An architect named Walter Gropius founded the Bauhaus in 1919 in Weimar, Germany. Gropius’ main objective of the school was to use each student’s creativity to change industrial and architectural ideas by integrating, into them, visual art. The Bauhaus sought to change the ideas of the industrial society that began in the beginning of the century. In the early Bauhaus, painters like Paul Klee and Wassily Kandinsky joined the school to teach advanced ideas of form, color and space. Klee’s work used subject matter that translated into graphical signs and symbols that invoked strong visual communications.

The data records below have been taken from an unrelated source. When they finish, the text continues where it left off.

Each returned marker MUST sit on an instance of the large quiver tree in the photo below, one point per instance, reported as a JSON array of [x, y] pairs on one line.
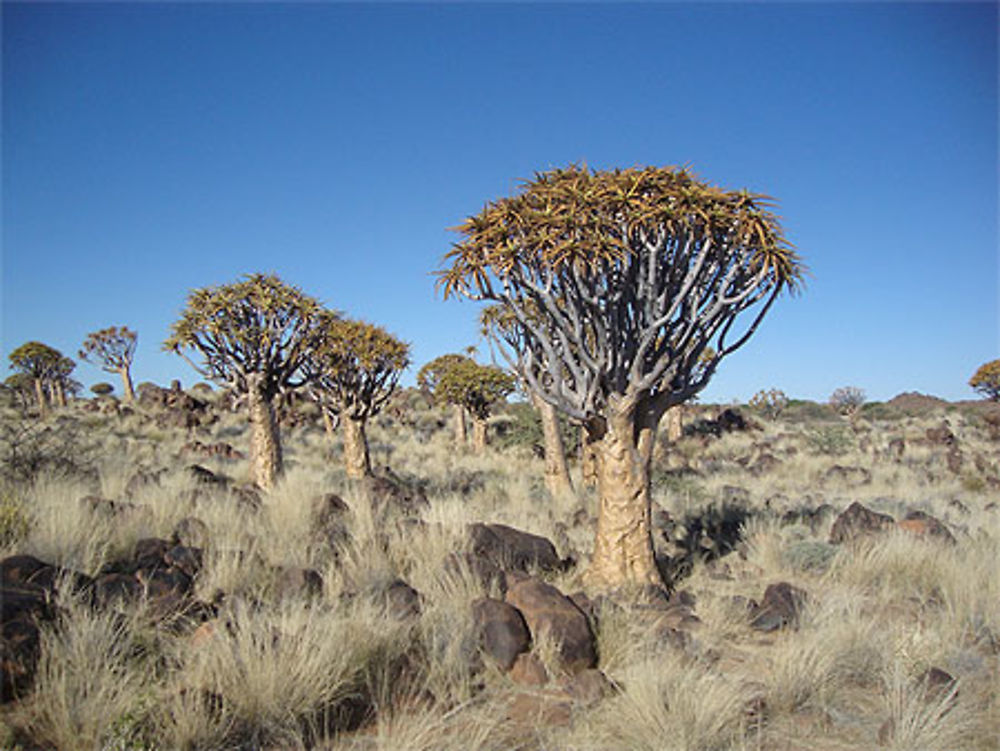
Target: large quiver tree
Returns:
[[620, 281], [253, 337], [113, 349], [353, 370]]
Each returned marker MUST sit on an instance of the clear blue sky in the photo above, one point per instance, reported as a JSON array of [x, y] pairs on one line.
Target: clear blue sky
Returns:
[[152, 148]]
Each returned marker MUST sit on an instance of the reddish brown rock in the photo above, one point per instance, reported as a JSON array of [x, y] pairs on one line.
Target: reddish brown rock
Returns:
[[550, 614], [502, 631], [858, 521]]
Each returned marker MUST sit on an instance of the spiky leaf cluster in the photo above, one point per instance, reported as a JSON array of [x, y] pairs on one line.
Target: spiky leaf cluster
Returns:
[[354, 367], [476, 387], [258, 329], [621, 280], [986, 380], [769, 402], [430, 374], [111, 349], [37, 360]]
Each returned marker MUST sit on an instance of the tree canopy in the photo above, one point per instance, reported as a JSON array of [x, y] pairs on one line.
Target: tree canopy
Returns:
[[621, 280], [258, 327]]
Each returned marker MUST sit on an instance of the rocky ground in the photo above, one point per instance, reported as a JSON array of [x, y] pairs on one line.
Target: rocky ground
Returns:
[[829, 584]]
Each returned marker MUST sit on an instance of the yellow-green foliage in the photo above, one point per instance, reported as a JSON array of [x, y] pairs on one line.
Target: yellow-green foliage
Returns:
[[476, 387], [986, 380], [354, 366], [258, 326]]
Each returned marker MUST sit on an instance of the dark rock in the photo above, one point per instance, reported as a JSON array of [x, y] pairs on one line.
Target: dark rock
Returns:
[[501, 629], [19, 652], [924, 525], [781, 606], [849, 475], [858, 521], [941, 435], [513, 550], [550, 614]]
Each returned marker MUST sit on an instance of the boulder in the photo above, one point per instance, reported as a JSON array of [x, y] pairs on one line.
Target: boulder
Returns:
[[858, 521], [511, 549], [781, 606], [551, 615], [924, 525], [501, 630]]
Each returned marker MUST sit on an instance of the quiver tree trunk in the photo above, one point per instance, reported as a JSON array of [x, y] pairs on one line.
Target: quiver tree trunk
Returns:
[[556, 472], [588, 459], [127, 385], [265, 442], [479, 438], [43, 405], [356, 459], [623, 549], [458, 419], [675, 423]]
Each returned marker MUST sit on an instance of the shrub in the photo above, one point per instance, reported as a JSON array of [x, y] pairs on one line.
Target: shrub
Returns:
[[769, 403]]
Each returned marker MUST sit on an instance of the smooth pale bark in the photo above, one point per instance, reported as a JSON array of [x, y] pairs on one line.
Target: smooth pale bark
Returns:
[[356, 459], [675, 423], [479, 438], [127, 385], [265, 443], [588, 459], [556, 470], [458, 418], [623, 548], [43, 405], [327, 424]]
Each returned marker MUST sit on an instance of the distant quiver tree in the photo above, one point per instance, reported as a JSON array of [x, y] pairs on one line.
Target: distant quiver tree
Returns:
[[353, 370], [428, 378], [112, 350], [43, 365], [986, 380], [476, 388], [253, 336], [620, 280]]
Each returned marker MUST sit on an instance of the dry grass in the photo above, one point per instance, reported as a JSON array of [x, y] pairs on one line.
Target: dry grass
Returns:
[[283, 671]]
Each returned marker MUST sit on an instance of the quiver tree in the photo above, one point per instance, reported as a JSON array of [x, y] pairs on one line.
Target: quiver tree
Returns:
[[428, 378], [495, 321], [620, 281], [353, 370], [43, 365], [476, 388], [253, 337], [112, 350], [986, 380]]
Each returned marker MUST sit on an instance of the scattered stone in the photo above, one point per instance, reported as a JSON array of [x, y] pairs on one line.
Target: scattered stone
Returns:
[[858, 521], [528, 670], [551, 615], [511, 549], [502, 631], [781, 606]]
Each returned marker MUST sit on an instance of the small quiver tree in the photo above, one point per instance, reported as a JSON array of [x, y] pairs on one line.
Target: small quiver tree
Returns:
[[847, 401], [428, 378], [986, 380], [620, 281], [253, 337], [43, 365], [353, 370], [497, 321], [476, 388], [112, 350]]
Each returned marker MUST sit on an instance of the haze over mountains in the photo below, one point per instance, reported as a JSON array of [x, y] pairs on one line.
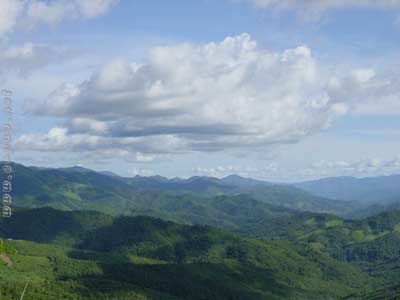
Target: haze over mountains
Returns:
[[81, 188]]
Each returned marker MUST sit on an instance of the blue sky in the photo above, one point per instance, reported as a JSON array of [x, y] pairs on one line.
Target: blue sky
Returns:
[[277, 90]]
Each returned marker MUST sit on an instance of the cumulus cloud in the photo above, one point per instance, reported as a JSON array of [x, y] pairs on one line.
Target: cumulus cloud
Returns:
[[370, 92], [314, 8], [28, 57], [9, 11], [207, 97], [223, 171], [32, 12], [360, 168], [53, 12]]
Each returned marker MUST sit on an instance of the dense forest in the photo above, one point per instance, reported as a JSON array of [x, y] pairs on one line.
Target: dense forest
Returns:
[[78, 234]]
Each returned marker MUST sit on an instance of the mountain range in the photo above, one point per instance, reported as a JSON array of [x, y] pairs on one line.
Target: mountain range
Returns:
[[80, 234]]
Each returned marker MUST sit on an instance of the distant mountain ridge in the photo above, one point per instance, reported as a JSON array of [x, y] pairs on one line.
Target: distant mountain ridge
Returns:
[[194, 200], [381, 189]]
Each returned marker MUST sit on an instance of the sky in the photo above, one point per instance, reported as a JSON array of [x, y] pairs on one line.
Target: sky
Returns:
[[284, 91]]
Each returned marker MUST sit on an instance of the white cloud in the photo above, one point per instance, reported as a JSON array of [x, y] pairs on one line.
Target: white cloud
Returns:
[[360, 168], [200, 98], [314, 8], [141, 172], [28, 57], [369, 92], [32, 12], [55, 11], [9, 11], [211, 97]]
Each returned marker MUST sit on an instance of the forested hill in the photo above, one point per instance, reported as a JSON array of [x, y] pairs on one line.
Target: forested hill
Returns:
[[195, 200], [89, 255]]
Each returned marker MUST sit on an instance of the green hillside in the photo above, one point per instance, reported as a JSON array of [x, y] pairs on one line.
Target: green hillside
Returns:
[[372, 243], [85, 256], [195, 200]]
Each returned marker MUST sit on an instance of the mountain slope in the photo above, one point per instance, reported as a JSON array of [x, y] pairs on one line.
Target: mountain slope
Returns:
[[156, 259], [195, 200], [366, 190]]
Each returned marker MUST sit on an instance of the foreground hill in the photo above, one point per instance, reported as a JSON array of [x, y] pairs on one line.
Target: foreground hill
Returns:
[[372, 243], [89, 255]]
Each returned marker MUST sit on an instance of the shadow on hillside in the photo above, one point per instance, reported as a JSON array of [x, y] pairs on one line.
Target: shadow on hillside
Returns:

He integrated modern art with the work of nonwestern cultures and children that charged visual communications. Kandinsky’s work at the school was based on his belief in the strong spiritual values of color and form. He taught his firm belief in the use of color and visual elements to depict the artist’s mood without the use of subject matter. Johannes Itten also played a major role in early Bauhaus. He taught a preliminary course in which his goals were to release each students creativity and to better their understanding of the physical nature of materials.
Itten emphasized visual contrasts and and the analysis of Old Master paintings. He eventually left the school in 1919 because of a disagreement of how the course was to be conducted. Laszlo Moholy-Nagy took Ittens place later that year. Moholy-Nagy was a relentless experimenter who brought in new materials such as acrylic resin and plastic and later introduced students to new techniques such as photomontage and photogram. He also placed great emphasis on the use of type as “a tool of communication”. The school eventually moved on to Dessau, Germany because of tension between the school and the Weimar government.
There was tension from the beginning but nothing was done until a new, more conservative administration had come into power. This led to the resignation of the director and it’s masters. Two weeks after this the students of the school each wrote letters to the government stating that they would be leaving along with the masters. The school was moved to a temporary facility in Dessau until a new school was designed and occupied in the fall of 1926. During the Dessau period the schools philosophy and identity came into full fruition. The Bauhaus Corp. s created, allowing the sale of prototypes created at the school to the industry. Ideas that came from the Bauhaus greatly influenced life in the 21st century. But now the masters were called professors and medieval masters, journeymen, and apprentice system was discarded. And in 1926 the Bauhaus was now called Hochschule fur Gestaltung (High School of Form). In 1926 Gropius resigned from his post to resume private arcitectual practices and at the same time Bayer and Moholy-Nagy both left the school to go to Berlin to continue in a career in graphic design and typography.
Hannes Meyer took on directorship of the school but left in 1930 because of conflicts with municipal authorities. Now Ludwig Mies van der Rohe took Meyer’s place as director. But in 1931 the Nazi party dominated the Dessau City Council and later closed the school in 1932. Mies van der Rohe tried to continue on. He moved the school to an empty telephone factory in Berlin but once again Nazi harassment made it impossible to keep the school open. In 1933 the faculty voted to close the school, thus bringing an end to the most important design school of the twentieth century.